Lilian shook her head, although a certain dark realization was indeed starting to dawn.

"Anyway," he continued--he had a strange ability to ignore someone, even while conversing with them. "Miss Elizabeth got over it, I think, and you're really much nicer than she ever was. Meaning no insult to the dear old mum, of course. But...well...you don't honestly suppose she would've sewed sheets for me, do you?"

Lilian laughed. "Don't honestly know why I'm doing it myself."
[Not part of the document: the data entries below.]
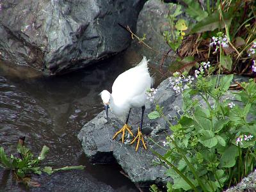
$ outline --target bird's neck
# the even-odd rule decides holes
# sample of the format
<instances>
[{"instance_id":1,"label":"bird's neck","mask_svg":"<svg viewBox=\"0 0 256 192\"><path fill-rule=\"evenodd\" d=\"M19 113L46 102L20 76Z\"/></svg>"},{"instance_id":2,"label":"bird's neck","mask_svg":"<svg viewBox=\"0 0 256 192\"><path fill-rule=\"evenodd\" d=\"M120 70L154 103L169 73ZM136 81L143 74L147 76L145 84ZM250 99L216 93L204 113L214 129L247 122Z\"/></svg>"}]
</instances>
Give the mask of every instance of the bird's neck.
<instances>
[{"instance_id":1,"label":"bird's neck","mask_svg":"<svg viewBox=\"0 0 256 192\"><path fill-rule=\"evenodd\" d=\"M112 95L111 95L109 107L116 116L122 121L125 121L130 109L125 102L119 103L115 100L115 98L113 98Z\"/></svg>"}]
</instances>

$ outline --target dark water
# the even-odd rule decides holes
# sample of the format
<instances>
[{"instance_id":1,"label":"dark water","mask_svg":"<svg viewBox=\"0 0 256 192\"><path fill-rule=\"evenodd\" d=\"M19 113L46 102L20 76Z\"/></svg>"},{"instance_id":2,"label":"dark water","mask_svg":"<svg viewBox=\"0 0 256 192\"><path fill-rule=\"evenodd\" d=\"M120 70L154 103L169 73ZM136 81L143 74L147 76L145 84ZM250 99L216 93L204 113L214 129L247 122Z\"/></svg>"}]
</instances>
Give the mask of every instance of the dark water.
<instances>
[{"instance_id":1,"label":"dark water","mask_svg":"<svg viewBox=\"0 0 256 192\"><path fill-rule=\"evenodd\" d=\"M26 136L26 145L35 154L44 145L50 148L45 161L48 164L54 168L83 164L86 168L79 174L118 191L137 191L118 166L91 164L77 135L103 109L98 94L105 88L111 90L117 76L140 60L123 54L97 67L50 77L0 63L0 146L8 154L15 153L19 136ZM20 184L13 188L10 175L0 175L2 190L24 189Z\"/></svg>"}]
</instances>

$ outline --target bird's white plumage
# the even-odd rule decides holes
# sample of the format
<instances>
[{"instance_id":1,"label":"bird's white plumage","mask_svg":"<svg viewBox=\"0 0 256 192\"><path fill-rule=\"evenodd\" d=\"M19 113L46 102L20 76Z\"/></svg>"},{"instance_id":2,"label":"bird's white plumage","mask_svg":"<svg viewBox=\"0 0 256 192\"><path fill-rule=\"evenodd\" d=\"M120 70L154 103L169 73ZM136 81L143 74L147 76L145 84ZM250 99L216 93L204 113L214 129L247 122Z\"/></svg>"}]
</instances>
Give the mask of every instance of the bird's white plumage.
<instances>
[{"instance_id":1,"label":"bird's white plumage","mask_svg":"<svg viewBox=\"0 0 256 192\"><path fill-rule=\"evenodd\" d=\"M111 94L106 90L100 93L103 102L109 103L111 110L123 121L125 121L130 108L141 107L145 104L147 90L153 84L147 64L148 61L144 56L137 66L117 77L113 84Z\"/></svg>"}]
</instances>

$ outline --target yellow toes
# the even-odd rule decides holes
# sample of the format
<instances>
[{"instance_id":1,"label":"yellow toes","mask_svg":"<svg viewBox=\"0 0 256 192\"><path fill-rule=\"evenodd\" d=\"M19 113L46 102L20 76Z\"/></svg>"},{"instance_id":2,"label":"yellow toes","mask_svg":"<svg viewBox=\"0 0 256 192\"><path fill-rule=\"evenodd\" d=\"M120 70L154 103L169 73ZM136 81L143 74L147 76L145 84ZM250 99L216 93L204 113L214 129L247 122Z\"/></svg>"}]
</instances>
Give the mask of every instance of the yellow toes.
<instances>
[{"instance_id":1,"label":"yellow toes","mask_svg":"<svg viewBox=\"0 0 256 192\"><path fill-rule=\"evenodd\" d=\"M120 130L119 130L118 131L117 131L115 134L114 136L113 137L113 140L115 140L119 134L122 132L122 142L124 143L124 136L125 135L125 131L127 131L129 132L129 133L130 134L131 134L132 136L133 136L133 133L131 130L131 127L127 124L125 124L124 125L124 127Z\"/></svg>"},{"instance_id":2,"label":"yellow toes","mask_svg":"<svg viewBox=\"0 0 256 192\"><path fill-rule=\"evenodd\" d=\"M143 139L143 136L142 134L141 131L140 130L140 127L138 128L138 134L137 136L133 139L133 140L131 142L131 145L133 144L133 143L135 142L135 141L137 140L137 145L135 148L136 151L138 151L138 149L139 148L139 145L140 145L140 141L141 140L142 144L143 145L143 147L145 149L147 149L146 144L145 143L144 139Z\"/></svg>"}]
</instances>

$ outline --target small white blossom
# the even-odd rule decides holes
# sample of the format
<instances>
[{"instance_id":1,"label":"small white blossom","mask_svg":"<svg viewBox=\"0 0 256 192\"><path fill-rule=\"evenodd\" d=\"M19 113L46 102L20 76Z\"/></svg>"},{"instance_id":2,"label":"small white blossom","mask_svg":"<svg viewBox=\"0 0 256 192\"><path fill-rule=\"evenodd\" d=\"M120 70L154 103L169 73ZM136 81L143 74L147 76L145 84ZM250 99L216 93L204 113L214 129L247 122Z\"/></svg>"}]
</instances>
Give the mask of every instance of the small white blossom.
<instances>
[{"instance_id":1,"label":"small white blossom","mask_svg":"<svg viewBox=\"0 0 256 192\"><path fill-rule=\"evenodd\" d=\"M236 139L236 144L237 145L238 145L238 143L240 143L240 145L243 145L243 136L239 136L239 137L238 137L237 139Z\"/></svg>"},{"instance_id":2,"label":"small white blossom","mask_svg":"<svg viewBox=\"0 0 256 192\"><path fill-rule=\"evenodd\" d=\"M166 145L169 145L169 142L166 142L166 141L163 141L163 144L164 145L164 147L165 147Z\"/></svg>"},{"instance_id":3,"label":"small white blossom","mask_svg":"<svg viewBox=\"0 0 256 192\"><path fill-rule=\"evenodd\" d=\"M252 138L253 137L253 136L252 136L252 134L249 134L248 136L244 134L244 141L250 141L252 140Z\"/></svg>"},{"instance_id":4,"label":"small white blossom","mask_svg":"<svg viewBox=\"0 0 256 192\"><path fill-rule=\"evenodd\" d=\"M195 70L195 76L196 77L196 78L197 78L197 77L198 77L199 74L200 74L199 70Z\"/></svg>"},{"instance_id":5,"label":"small white blossom","mask_svg":"<svg viewBox=\"0 0 256 192\"><path fill-rule=\"evenodd\" d=\"M230 108L233 108L233 107L236 106L236 104L234 102L231 102L228 104L228 106Z\"/></svg>"},{"instance_id":6,"label":"small white blossom","mask_svg":"<svg viewBox=\"0 0 256 192\"><path fill-rule=\"evenodd\" d=\"M192 81L194 80L194 77L191 77L191 76L188 76L188 78L185 78L185 81L188 81L189 83L192 83Z\"/></svg>"},{"instance_id":7,"label":"small white blossom","mask_svg":"<svg viewBox=\"0 0 256 192\"><path fill-rule=\"evenodd\" d=\"M152 88L150 89L150 92L153 92L154 94L156 94L156 92L157 92L157 89L155 89L155 88Z\"/></svg>"},{"instance_id":8,"label":"small white blossom","mask_svg":"<svg viewBox=\"0 0 256 192\"><path fill-rule=\"evenodd\" d=\"M256 72L256 62L255 60L253 60L253 64L252 66L252 71Z\"/></svg>"},{"instance_id":9,"label":"small white blossom","mask_svg":"<svg viewBox=\"0 0 256 192\"><path fill-rule=\"evenodd\" d=\"M211 67L210 61L208 61L207 63L203 62L202 64L204 65L204 68L207 68L208 67Z\"/></svg>"},{"instance_id":10,"label":"small white blossom","mask_svg":"<svg viewBox=\"0 0 256 192\"><path fill-rule=\"evenodd\" d=\"M154 88L152 88L148 90L147 93L147 99L149 99L150 102L152 102L155 99L155 96L154 96L154 95L155 95L157 92L157 89L154 89Z\"/></svg>"},{"instance_id":11,"label":"small white blossom","mask_svg":"<svg viewBox=\"0 0 256 192\"><path fill-rule=\"evenodd\" d=\"M179 77L180 75L180 72L175 72L175 73L173 73L173 76L174 77Z\"/></svg>"},{"instance_id":12,"label":"small white blossom","mask_svg":"<svg viewBox=\"0 0 256 192\"><path fill-rule=\"evenodd\" d=\"M204 72L204 67L202 66L199 67L199 70L201 73Z\"/></svg>"},{"instance_id":13,"label":"small white blossom","mask_svg":"<svg viewBox=\"0 0 256 192\"><path fill-rule=\"evenodd\" d=\"M215 51L220 48L220 45L221 45L222 47L228 47L228 38L226 35L224 36L224 38L222 38L222 36L212 36L212 42L210 43L210 45L216 46Z\"/></svg>"},{"instance_id":14,"label":"small white blossom","mask_svg":"<svg viewBox=\"0 0 256 192\"><path fill-rule=\"evenodd\" d=\"M252 47L249 49L248 56L256 53L256 41L253 43Z\"/></svg>"}]
</instances>

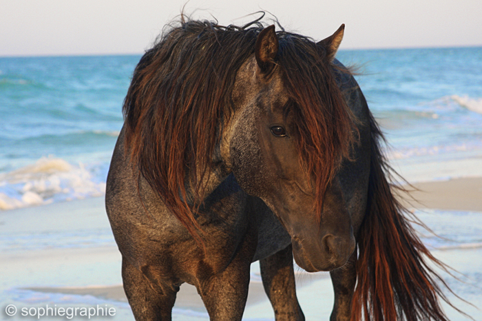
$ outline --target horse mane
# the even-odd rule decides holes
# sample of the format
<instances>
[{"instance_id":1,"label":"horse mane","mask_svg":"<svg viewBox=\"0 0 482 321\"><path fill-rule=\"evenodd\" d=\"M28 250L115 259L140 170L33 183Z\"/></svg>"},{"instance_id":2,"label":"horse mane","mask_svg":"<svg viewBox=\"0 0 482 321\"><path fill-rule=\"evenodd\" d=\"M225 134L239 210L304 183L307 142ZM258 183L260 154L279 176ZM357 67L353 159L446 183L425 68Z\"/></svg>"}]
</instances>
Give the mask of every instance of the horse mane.
<instances>
[{"instance_id":1,"label":"horse mane","mask_svg":"<svg viewBox=\"0 0 482 321\"><path fill-rule=\"evenodd\" d=\"M259 20L259 19L258 19ZM254 54L262 25L245 27L183 19L160 37L136 66L124 101L126 149L133 166L195 238L203 178L212 167L222 122L235 111L237 71ZM249 28L248 28L249 27ZM315 207L337 165L348 156L352 121L326 50L311 39L277 32L275 63L284 73L302 165L315 178Z\"/></svg>"}]
</instances>

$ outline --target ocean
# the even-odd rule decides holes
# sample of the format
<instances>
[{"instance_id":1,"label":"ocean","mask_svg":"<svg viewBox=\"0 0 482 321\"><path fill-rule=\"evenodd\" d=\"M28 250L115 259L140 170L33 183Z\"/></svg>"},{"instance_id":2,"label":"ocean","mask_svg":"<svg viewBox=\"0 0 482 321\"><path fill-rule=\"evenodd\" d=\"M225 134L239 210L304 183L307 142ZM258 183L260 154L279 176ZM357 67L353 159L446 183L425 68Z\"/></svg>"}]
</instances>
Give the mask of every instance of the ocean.
<instances>
[{"instance_id":1,"label":"ocean","mask_svg":"<svg viewBox=\"0 0 482 321\"><path fill-rule=\"evenodd\" d=\"M123 101L140 57L0 58L2 217L105 194ZM337 59L357 67L357 80L388 143L387 156L407 180L482 177L482 48L341 50ZM417 214L444 238L424 236L430 248L462 255L464 248L482 247L481 213ZM0 252L115 246L108 226L42 231L0 236ZM482 284L480 270L466 272L469 282ZM0 299L17 291L9 289ZM458 293L482 303L479 288L464 289Z\"/></svg>"}]
</instances>

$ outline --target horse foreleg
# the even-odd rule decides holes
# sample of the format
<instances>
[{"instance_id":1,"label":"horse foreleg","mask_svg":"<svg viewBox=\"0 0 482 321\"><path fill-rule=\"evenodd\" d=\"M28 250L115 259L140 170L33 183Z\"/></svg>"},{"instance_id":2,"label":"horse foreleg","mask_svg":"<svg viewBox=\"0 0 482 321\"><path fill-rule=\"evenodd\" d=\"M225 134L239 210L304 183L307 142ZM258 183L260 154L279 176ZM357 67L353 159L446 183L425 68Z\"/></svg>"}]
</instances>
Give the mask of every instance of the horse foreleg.
<instances>
[{"instance_id":1,"label":"horse foreleg","mask_svg":"<svg viewBox=\"0 0 482 321\"><path fill-rule=\"evenodd\" d=\"M122 261L124 291L136 320L171 321L176 291L160 289L152 283L139 269Z\"/></svg>"},{"instance_id":2,"label":"horse foreleg","mask_svg":"<svg viewBox=\"0 0 482 321\"><path fill-rule=\"evenodd\" d=\"M271 256L260 260L264 291L277 321L304 320L296 297L291 244Z\"/></svg>"},{"instance_id":3,"label":"horse foreleg","mask_svg":"<svg viewBox=\"0 0 482 321\"><path fill-rule=\"evenodd\" d=\"M357 282L356 251L343 267L330 271L335 292L335 303L330 321L349 321L352 298Z\"/></svg>"}]
</instances>

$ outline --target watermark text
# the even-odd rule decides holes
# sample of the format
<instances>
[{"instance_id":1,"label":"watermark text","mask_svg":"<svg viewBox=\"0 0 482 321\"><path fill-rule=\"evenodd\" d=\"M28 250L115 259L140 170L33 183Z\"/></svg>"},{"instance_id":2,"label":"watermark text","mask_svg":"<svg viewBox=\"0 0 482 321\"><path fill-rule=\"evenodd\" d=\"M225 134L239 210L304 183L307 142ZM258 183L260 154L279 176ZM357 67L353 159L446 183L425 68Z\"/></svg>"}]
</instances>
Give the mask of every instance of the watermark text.
<instances>
[{"instance_id":1,"label":"watermark text","mask_svg":"<svg viewBox=\"0 0 482 321\"><path fill-rule=\"evenodd\" d=\"M41 319L44 317L58 317L72 320L75 317L92 318L97 317L113 317L116 315L116 308L107 304L97 304L96 307L57 307L57 304L46 304L45 307L17 307L9 304L5 308L6 315L12 317L30 317Z\"/></svg>"}]
</instances>

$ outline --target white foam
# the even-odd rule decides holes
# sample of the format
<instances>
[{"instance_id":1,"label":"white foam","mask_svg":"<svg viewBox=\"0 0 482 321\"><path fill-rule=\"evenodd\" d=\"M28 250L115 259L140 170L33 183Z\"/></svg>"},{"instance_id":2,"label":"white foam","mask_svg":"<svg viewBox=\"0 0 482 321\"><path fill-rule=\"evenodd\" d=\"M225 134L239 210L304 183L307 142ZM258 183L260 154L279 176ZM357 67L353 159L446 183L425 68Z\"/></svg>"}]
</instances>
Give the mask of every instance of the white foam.
<instances>
[{"instance_id":1,"label":"white foam","mask_svg":"<svg viewBox=\"0 0 482 321\"><path fill-rule=\"evenodd\" d=\"M105 193L105 183L96 182L83 164L61 158L40 158L34 164L0 174L0 209L71 200Z\"/></svg>"},{"instance_id":2,"label":"white foam","mask_svg":"<svg viewBox=\"0 0 482 321\"><path fill-rule=\"evenodd\" d=\"M464 108L482 114L482 99L472 99L468 96L460 96L457 95L450 96L450 99Z\"/></svg>"}]
</instances>

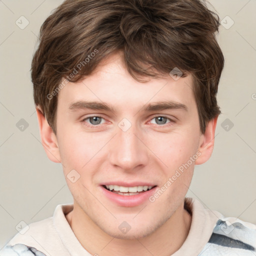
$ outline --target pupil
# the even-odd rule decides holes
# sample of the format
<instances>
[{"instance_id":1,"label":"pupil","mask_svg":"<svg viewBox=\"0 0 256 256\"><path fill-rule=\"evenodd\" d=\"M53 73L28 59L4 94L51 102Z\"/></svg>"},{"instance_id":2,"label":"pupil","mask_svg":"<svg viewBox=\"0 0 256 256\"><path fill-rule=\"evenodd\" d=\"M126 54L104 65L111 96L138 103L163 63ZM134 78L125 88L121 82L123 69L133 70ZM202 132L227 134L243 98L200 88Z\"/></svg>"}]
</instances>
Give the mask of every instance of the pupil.
<instances>
[{"instance_id":1,"label":"pupil","mask_svg":"<svg viewBox=\"0 0 256 256\"><path fill-rule=\"evenodd\" d=\"M92 118L90 118L90 122L92 124L98 124L100 123L102 118L99 116L94 116Z\"/></svg>"},{"instance_id":2,"label":"pupil","mask_svg":"<svg viewBox=\"0 0 256 256\"><path fill-rule=\"evenodd\" d=\"M166 122L166 118L164 116L158 116L156 118L156 124L164 124ZM160 124L158 123L158 121L160 121Z\"/></svg>"}]
</instances>

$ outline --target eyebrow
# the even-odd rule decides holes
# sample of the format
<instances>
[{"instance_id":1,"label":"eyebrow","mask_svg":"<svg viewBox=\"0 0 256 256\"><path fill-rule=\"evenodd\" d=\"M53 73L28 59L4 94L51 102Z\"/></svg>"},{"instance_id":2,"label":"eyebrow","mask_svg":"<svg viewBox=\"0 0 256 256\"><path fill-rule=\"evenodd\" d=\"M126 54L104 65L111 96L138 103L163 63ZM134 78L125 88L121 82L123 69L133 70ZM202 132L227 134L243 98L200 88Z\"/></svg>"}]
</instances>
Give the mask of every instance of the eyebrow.
<instances>
[{"instance_id":1,"label":"eyebrow","mask_svg":"<svg viewBox=\"0 0 256 256\"><path fill-rule=\"evenodd\" d=\"M92 110L104 110L115 112L114 109L108 104L100 102L86 102L79 100L70 104L69 109L77 110L84 109ZM176 102L166 101L150 103L142 106L140 111L149 112L150 111L164 110L188 110L188 106L182 103Z\"/></svg>"}]
</instances>

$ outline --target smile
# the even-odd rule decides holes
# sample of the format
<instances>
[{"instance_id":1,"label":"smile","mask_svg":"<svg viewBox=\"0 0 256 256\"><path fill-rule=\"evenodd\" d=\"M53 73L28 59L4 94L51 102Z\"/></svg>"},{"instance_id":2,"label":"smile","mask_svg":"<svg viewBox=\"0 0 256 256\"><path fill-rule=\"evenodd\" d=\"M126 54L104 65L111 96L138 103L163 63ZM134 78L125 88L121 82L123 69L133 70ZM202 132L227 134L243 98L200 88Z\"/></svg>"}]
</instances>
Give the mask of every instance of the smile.
<instances>
[{"instance_id":1,"label":"smile","mask_svg":"<svg viewBox=\"0 0 256 256\"><path fill-rule=\"evenodd\" d=\"M124 186L118 185L104 185L103 187L111 192L121 196L134 196L150 190L156 186Z\"/></svg>"}]
</instances>

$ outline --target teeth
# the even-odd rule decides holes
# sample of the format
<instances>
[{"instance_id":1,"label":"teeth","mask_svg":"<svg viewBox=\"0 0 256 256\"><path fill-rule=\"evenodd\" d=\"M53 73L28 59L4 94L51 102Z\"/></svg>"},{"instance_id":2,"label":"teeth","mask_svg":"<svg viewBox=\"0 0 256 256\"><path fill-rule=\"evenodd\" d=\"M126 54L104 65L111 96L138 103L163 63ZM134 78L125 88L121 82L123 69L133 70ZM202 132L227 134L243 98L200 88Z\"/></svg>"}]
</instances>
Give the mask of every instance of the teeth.
<instances>
[{"instance_id":1,"label":"teeth","mask_svg":"<svg viewBox=\"0 0 256 256\"><path fill-rule=\"evenodd\" d=\"M111 190L118 191L121 193L136 193L142 191L146 191L152 188L152 186L122 186L117 185L106 185L106 188Z\"/></svg>"}]
</instances>

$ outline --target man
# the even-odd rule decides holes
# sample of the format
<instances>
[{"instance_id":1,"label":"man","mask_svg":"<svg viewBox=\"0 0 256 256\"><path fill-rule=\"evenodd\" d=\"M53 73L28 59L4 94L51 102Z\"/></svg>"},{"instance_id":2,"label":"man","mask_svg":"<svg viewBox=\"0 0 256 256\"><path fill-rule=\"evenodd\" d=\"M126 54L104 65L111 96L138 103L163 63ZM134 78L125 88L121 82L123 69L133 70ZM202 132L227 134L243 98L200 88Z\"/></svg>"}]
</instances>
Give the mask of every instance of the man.
<instances>
[{"instance_id":1,"label":"man","mask_svg":"<svg viewBox=\"0 0 256 256\"><path fill-rule=\"evenodd\" d=\"M255 254L255 225L185 198L220 113L219 24L199 0L68 0L46 19L34 99L74 204L3 255Z\"/></svg>"}]
</instances>

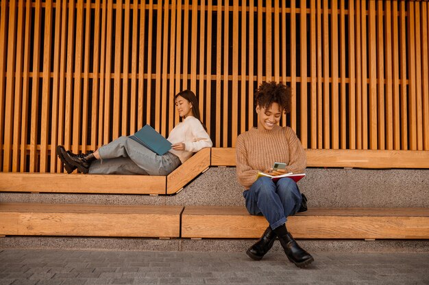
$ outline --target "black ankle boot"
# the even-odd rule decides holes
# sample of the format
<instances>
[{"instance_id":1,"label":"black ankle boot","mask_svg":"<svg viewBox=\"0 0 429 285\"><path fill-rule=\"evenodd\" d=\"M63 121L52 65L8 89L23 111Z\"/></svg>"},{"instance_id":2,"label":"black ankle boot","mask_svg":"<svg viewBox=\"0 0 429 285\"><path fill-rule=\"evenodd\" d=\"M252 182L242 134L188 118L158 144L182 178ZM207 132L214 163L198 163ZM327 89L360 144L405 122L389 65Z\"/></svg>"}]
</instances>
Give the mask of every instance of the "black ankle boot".
<instances>
[{"instance_id":1,"label":"black ankle boot","mask_svg":"<svg viewBox=\"0 0 429 285\"><path fill-rule=\"evenodd\" d=\"M260 260L273 247L275 240L275 233L269 226L262 236L246 252L247 256L255 260Z\"/></svg>"},{"instance_id":2,"label":"black ankle boot","mask_svg":"<svg viewBox=\"0 0 429 285\"><path fill-rule=\"evenodd\" d=\"M68 150L66 152L64 158L69 164L77 167L79 172L86 174L89 171L91 163L97 160L93 152L90 152L85 154L75 154L70 150Z\"/></svg>"},{"instance_id":3,"label":"black ankle boot","mask_svg":"<svg viewBox=\"0 0 429 285\"><path fill-rule=\"evenodd\" d=\"M67 173L70 174L76 169L76 167L69 163L69 161L66 160L66 149L64 148L64 146L57 146L56 152L58 158L62 163L64 169L66 169Z\"/></svg>"},{"instance_id":4,"label":"black ankle boot","mask_svg":"<svg viewBox=\"0 0 429 285\"><path fill-rule=\"evenodd\" d=\"M289 261L293 262L298 267L305 267L315 260L311 254L303 249L297 243L289 232L284 236L278 236L278 240L280 241Z\"/></svg>"}]
</instances>

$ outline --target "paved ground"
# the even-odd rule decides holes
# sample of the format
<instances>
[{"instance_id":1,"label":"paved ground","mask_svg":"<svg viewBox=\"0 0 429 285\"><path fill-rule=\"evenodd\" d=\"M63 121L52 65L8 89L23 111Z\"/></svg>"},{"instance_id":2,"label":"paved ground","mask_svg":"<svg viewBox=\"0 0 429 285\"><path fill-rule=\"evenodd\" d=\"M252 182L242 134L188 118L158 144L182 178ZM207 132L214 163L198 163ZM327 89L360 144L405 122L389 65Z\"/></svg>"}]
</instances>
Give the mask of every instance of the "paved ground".
<instances>
[{"instance_id":1,"label":"paved ground","mask_svg":"<svg viewBox=\"0 0 429 285\"><path fill-rule=\"evenodd\" d=\"M314 253L299 269L280 253L0 250L0 284L429 284L429 254Z\"/></svg>"}]
</instances>

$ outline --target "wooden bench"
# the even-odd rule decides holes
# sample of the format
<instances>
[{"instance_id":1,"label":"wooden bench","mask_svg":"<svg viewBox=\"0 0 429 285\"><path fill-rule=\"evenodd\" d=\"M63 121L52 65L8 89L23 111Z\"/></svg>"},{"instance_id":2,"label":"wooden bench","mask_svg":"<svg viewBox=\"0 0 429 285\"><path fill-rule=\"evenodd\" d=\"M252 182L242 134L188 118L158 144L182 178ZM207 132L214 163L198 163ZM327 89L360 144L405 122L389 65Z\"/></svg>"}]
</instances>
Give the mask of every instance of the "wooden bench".
<instances>
[{"instance_id":1,"label":"wooden bench","mask_svg":"<svg viewBox=\"0 0 429 285\"><path fill-rule=\"evenodd\" d=\"M0 191L173 194L208 169L210 149L204 148L167 176L0 173Z\"/></svg>"},{"instance_id":2,"label":"wooden bench","mask_svg":"<svg viewBox=\"0 0 429 285\"><path fill-rule=\"evenodd\" d=\"M182 237L256 239L268 226L244 207L186 206ZM429 239L428 208L312 208L288 218L298 239Z\"/></svg>"},{"instance_id":3,"label":"wooden bench","mask_svg":"<svg viewBox=\"0 0 429 285\"><path fill-rule=\"evenodd\" d=\"M0 204L0 235L178 238L181 206Z\"/></svg>"}]
</instances>

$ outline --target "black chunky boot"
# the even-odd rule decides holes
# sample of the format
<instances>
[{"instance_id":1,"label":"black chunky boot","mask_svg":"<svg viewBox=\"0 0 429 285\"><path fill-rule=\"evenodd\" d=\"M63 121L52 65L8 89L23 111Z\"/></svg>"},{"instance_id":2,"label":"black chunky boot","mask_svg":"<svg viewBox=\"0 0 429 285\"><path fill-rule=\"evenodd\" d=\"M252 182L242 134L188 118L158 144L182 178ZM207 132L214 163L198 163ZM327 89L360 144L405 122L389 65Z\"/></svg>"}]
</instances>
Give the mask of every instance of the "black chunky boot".
<instances>
[{"instance_id":1,"label":"black chunky boot","mask_svg":"<svg viewBox=\"0 0 429 285\"><path fill-rule=\"evenodd\" d=\"M260 260L273 247L275 240L275 233L269 226L262 236L246 252L247 256L255 260Z\"/></svg>"},{"instance_id":2,"label":"black chunky boot","mask_svg":"<svg viewBox=\"0 0 429 285\"><path fill-rule=\"evenodd\" d=\"M275 228L274 231L280 245L284 249L286 256L291 262L293 262L299 268L304 268L315 261L311 254L302 249L293 239L292 234L288 232L284 225Z\"/></svg>"},{"instance_id":3,"label":"black chunky boot","mask_svg":"<svg viewBox=\"0 0 429 285\"><path fill-rule=\"evenodd\" d=\"M67 172L69 174L70 174L76 169L76 167L71 165L70 163L69 163L69 161L66 160L66 149L64 148L64 146L57 146L56 152L58 158L62 163L64 169L66 169L66 172Z\"/></svg>"},{"instance_id":4,"label":"black chunky boot","mask_svg":"<svg viewBox=\"0 0 429 285\"><path fill-rule=\"evenodd\" d=\"M86 174L89 171L91 163L97 160L95 157L94 157L93 152L89 152L87 154L75 154L70 150L67 150L65 153L64 159L70 165L77 168L79 172Z\"/></svg>"}]
</instances>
He laughed. "I can tell you! Because I'm Captain Jack Sparrow, and because you, my blushing kitten, absolutely adore me!"

"Indeed?" Lilian raised a single, eloquent eyebrow.

"Of course. Even if you don't know it yet. And I've got at least a week before we get to Port Royal to convince you."

He jumped up, then, scattering mending. "Got to be off, I'm afraid, lovely as this is. Things to do. Ships to captain. Eat your lunch, love, and join me for dinner, would you?"

He blew her a kiss from the doorway and was gone.

She stared at the door for far too long, and, although she told herself it was only because she was sick of sewing, she also knew that she was a poor liar. The blush was still not gone; half angry, half amused at his games. She was used to gentlemen, whose advances were far less overt, although the intentions--particularly with a pretty girl like that--were always the same. Or were they? Jack Sparrow obviously took precious little in this world seriously. It was, she imagined, a rather nice way to live. Half-mad he might be, but still, it made a pleasant change from society's sanity.

She continued to sew for quite some time, as her fingers slowly drifted from "sore and bloody" to the more pleasant, if more ominous "numb and bloody." When it finally occurred to her to eat the lunch Sparrow had left, it was nearly five o'clock.

The prospect of more sewing was abhorrent, and no other activities would likely make themselves available in her cabin. It occurred to her that she could leave and explore the ship, as Jack had obviously not locked the door again, but it was probably not a very good idea.

So, naturally, full of stale bread and bacon, she shoved all the mending off her bed and slept.

Jack, intending to wake her for dinner not much later, found her looking so exhausted and peaceful, and, feeling slightly guilty about her bloody fingers, let her sleep.